Populism over policy is no way to build economic prosperity
For a nation that is supposed to be "open for business", Australia sure does seem to offer a lot of caveats. Scott Morrison's decision to block the sale of the S. Kidman & Co pastoral company to Chinese interests is just the latest in a string of protectionist, nationalist and populist decisions. From paying a premium to build submarines at home, to blocking the sale of GrainCorp to American interests or imposing new burdens on overseas real estate investors, the Coalition's definition of open may well be refined to "kind of open". The Treasurer's justification for stepping in to prevent the sale of the "Cattle King" properties amounts, primarily, to the landholding being too big. It is the largest private landholding in the nation and amounts to 1 per cent of our land or 2 per cent of agricultural land (albeit mainly low-yield pastoral country). This would appear to be a particularly difficult threshold test for foreign investors.  
Are we saying that Australia wants to welcome foreign investors but not for any asset that is too large? Spurning foreign investment is risky for Australia, which has long needed and will continue to require foreign investment to pay its way in the world. We typically import more than we export, which means Australians have to borrow or sell assets overseas to make up the difference. And as David Uren writes today, foreign investment is particularly important in agriculture, which delivers the volatile and unreliable returns that local superannuation funds, for instance, tend to shy away from.
If we are to take advantage of our opportunities as a food exporter - our Global Food Forum in Melbourne this month heard we should be able to more than double the value to $100 billion inside a decade - we need foreign investment in agriculture. So while the populist sentiment in blocking the sale of an iconic company - especially, let's be frank, to Chinese interests - is obvious, The Weekend Australian is concerned about the signal it sends and the precedent it sets. The way it bends the national economic interest to fit the electoral mood, as expressed by elements of both major parties and the protectionist minor parties and independents, does not fill us with confidence about the ability of our political system to deal with the economic challenges ahead while a budget and election are looming.
As this newspaper has warned for close to a decade, successive federal governments have led us down a high-spending, high-taxing path that has generated significant public debt - it has tripled as a share of gross domestic product in the past decade - and severely burdens future taxpayers.
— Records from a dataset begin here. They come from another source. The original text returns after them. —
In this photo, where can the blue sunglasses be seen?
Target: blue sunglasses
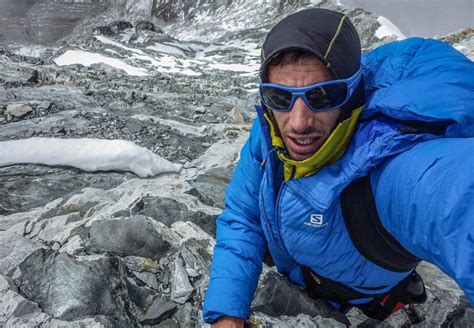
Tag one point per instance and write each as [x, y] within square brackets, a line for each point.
[319, 97]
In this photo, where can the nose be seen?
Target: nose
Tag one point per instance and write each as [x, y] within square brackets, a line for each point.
[301, 117]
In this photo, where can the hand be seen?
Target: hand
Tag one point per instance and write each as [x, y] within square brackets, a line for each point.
[228, 322]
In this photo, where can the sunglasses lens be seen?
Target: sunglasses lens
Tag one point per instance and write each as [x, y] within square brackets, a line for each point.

Even if revenue growth is marked down on Tuesday (it is forecast to rise from 23.9 per cent of GDP this year to almost 25 per cent by 2019), it still will be rising far more quickly than spending, which is expected to fall only to 25.3 per cent across the same period from the post-GFC high of 25.9 per cent this year.
Not only are taxes too high but their composition remains problematic, despite three years of reform rhetoric. Mr Morrison has creditably promised to rescind his predecessor's arbitrary and unfair impost on workers earning more than $180,000 a year, the so-called debt repair levy. But this is hardly the tax reform Australians were told to expect from a new Prime Minister who promised economic leadership. In fact, doubling superannuation tax for high-income earners - a widely expected budget change - to help pay for the unwinding of a few years of bracket creep for middle-income earners is straight out of Labor's policy play book. It would be redistributive and populist, merely fiddling at the edges of efforts to reduce taxation and deliver reform.The Coalition has rightly established a stark contrast with Labor over climate policy and union corruption issues while the ALP desperately seeks to catch up on border protection. Malcolm Turnbull and Mr Morrison also should aim for the strongest contrast on fiscal discipline. Labor's $100 billion tax and spendathon is reckless in the extreme. And while the budget comes in the middle of what effectively is an extended election campaign, the Coalition must make a virtue of its own parsimony. It is not as though the challenges are getting easier. The chill deflationary winds of Europe, the US and Japan have unexpectedly reached our shores. The consumer price index fell 0.2 per cent in the first three months of the year, the first quarterly fall in almost eight years, leaving the index at only 1.3 per cent in the year to   March. Bracket creep, a covert money pump for government, will become a less reliable way to fix the budget. Slowing inflation will reduce growth in government pensions but it will hit government revenues harder, as wages and company profits slow down, hitting income and corporate tax receipts. The prospect of falling prices also should underscore the urgency of paying down public debt. Of the $424bn of federal bonds outstanding only 7 per cent are linked to inflation. If prices fall the government's real debt burden will rise. Fiscal prudence is required.